CATERINA DELLA NOTTE di Sabina Minardi (Piemme)

di Massimo Maugeri

La letteratura, l’ho sostenuto altre volte, ha la capacità di abbattere qualunque tipo di barriera spazio-temporale. È così anche nel caso dell’ottimo romanzo di Sabina Minardi, “Caterina della notte” (Piemme, pagg. 384, € 18,50) in cui l’autrice catanese residente a Roma collega due donne che vivono in epoche e in luoghi diversi.
La prima di queste donne compare sin dall’inizio del romanzo e si presenta con queste parole: “Mi chiamo Catherine e ho quasi quarant’anni. Sui miei documenti c’è scritto Caterina, ma in Italia ci sono solo nata, e a nessuno verrebbe in mente di chiamarmi così. Ho un lavoro che mi piace, un amore ufficiale e qualcuno clandestino, il tempo da inseguire ogni giorno e una camera d’albergo per rinchiuderlo: o almeno, per illudermi di riuscirci.

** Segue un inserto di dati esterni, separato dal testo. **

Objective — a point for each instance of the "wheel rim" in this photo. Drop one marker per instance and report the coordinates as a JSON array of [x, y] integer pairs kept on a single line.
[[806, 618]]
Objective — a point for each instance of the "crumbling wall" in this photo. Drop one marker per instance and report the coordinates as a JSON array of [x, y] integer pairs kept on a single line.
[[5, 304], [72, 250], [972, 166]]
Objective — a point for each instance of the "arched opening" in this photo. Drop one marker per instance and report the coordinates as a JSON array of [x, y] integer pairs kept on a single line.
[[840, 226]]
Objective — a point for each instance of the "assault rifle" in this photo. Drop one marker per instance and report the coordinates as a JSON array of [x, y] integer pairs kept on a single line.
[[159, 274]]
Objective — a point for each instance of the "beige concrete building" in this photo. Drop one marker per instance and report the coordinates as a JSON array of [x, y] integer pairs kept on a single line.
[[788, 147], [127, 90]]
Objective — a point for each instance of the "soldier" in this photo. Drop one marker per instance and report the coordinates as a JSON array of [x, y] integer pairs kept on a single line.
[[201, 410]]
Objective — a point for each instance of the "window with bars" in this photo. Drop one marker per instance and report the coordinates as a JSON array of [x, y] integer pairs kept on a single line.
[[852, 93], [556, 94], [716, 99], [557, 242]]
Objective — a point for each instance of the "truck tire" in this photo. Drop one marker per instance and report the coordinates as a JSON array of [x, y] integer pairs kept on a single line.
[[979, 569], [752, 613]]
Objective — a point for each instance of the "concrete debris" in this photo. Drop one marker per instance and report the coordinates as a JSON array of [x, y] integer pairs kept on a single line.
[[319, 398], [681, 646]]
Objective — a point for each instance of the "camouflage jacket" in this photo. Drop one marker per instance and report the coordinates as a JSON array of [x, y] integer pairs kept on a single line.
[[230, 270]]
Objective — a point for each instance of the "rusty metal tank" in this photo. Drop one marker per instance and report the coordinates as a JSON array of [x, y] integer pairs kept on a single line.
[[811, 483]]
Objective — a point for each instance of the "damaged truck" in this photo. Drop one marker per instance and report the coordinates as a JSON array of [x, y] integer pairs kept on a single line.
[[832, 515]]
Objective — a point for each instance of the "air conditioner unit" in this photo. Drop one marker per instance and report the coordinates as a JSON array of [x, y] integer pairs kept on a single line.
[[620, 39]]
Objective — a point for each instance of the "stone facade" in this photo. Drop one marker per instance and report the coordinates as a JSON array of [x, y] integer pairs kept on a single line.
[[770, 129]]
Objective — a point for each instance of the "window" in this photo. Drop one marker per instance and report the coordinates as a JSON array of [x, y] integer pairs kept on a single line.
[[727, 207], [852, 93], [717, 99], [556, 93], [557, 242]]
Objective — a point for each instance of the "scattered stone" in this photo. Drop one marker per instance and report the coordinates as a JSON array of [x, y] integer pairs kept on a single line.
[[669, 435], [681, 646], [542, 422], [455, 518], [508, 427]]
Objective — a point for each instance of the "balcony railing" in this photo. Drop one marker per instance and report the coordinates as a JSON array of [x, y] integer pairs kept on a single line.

La mia casa è al numero 2 di Redcliffe Square, Kensington, Londra”.
L’altra donna si chiama Giovanna, vive a Siena tra il 1347 e il 1380 (è contemporanea di Santa Caterina) ed ha caratteristiche speculari rispetto a Catherine. «È una donna a cui è negata la minima libertà», dice Sabina Minardi. «Una donna che è costretta a vivere per tutta la vita da reclusa all’interno dello Spedale di Santa Maria della Scala, a condurre l’esistenza con questo mantello scuro che è il simbolo più tangibile di una chiusura e di una negazione alla vita. Una donna che non è affatto vocata a quell’ascetismo e a quella santità alla quale lo Spedale e chi le sta intorno vorrebbe costringerla».
A unire le due donne è un antico manoscritto che viene recapitato sulla scrivania dell’ufficio di Catherine. Pagine d’altri tempi che contengono le parole e i pensieri di Giovanna e che si rifanno alla figura di Santa Caterina da Siena. Ed ecco che il romanzo della Minardi, caratterizzato da una grande e appassionata ricostruzione storica e da una scrittura che passa dalla narrazione moderna al “linguaggio d’epoca”, acquisisce una valenza metaletteraria potente ed efficace. Il suo epicentro, tra Londra e Siena, coincide con una mancanza che ha a che fare con la ricerca dell’amore più grande: l’amore materno. Ma c’è altro. A proposito di amore, per esempio, c’è quello rivoluzionario di Caterina da Siena.
Immagine correlata«Avventurandomi nel corpo delle quasi 400 lettere che lei ci ha lasciato», spiega la Minardi, «ho trovato una figura straordinaria e di grandissima modernità. Caterina da Siena è per tutti noi quel personaggio che convinse Gregorio XI a lasciare Avignone e a riportare la sede del Papa a Roma. Una donna dalla grande missione politica, che bacchettava i potenti del suo tempo, denunciava i casi di corruzione e così via. Però è come se questa figura, in quella missione, avesse quasi un po’ esaurito il suo ruolo storico. Dalla lettura di queste sue lettere, invece, emerge altro: un linguaggio estremamente rivoluzionario che la rende una delle letterate più importanti della sua epoca. Ma rivoluzionario è anche il modo in cui parla dell’amore. L’amore, per Caterina da Siena, è la forza che fa andare avanti il mondo, il fine a cui tende l’uomo, la natura di cui è fatto Dio. Credo che in tutto ciò ci sia una grande modernità».
E poi ancora c’è l’amore per i luoghi, che quando è forte riesce persino a generare storie. Come rivela l’autrice, questo romanzo nasce prima di tutto da una sua grande passione per il complesso di Santa Maria della Scala, sorto a Siena intorno all’anno mille. Un luogo non lontano dalla via Francigena e che svolgeva una funzione di assistenza dei malati, di accoglienza dei “gettatelli” (cioè dei bambini abbandonati), ma anche di rifugio dei pellegrini (poiché lo Spedale apriva le porte alla gente di passaggio diretta a Roma). «Questo luogo ha esercitato in me un grande fascino proprio per il suo essere un luogo di passaggio, un crocevia di storie, di culture, di avventure, di misteri; ma soprattutto», evidenzia Sabina Minardi, «per essere un luogo di grande civiltà perché apriva le sue porte agli stranieri e, anziché considerarli nemici, li trasformava in ospiti, li accoglieva».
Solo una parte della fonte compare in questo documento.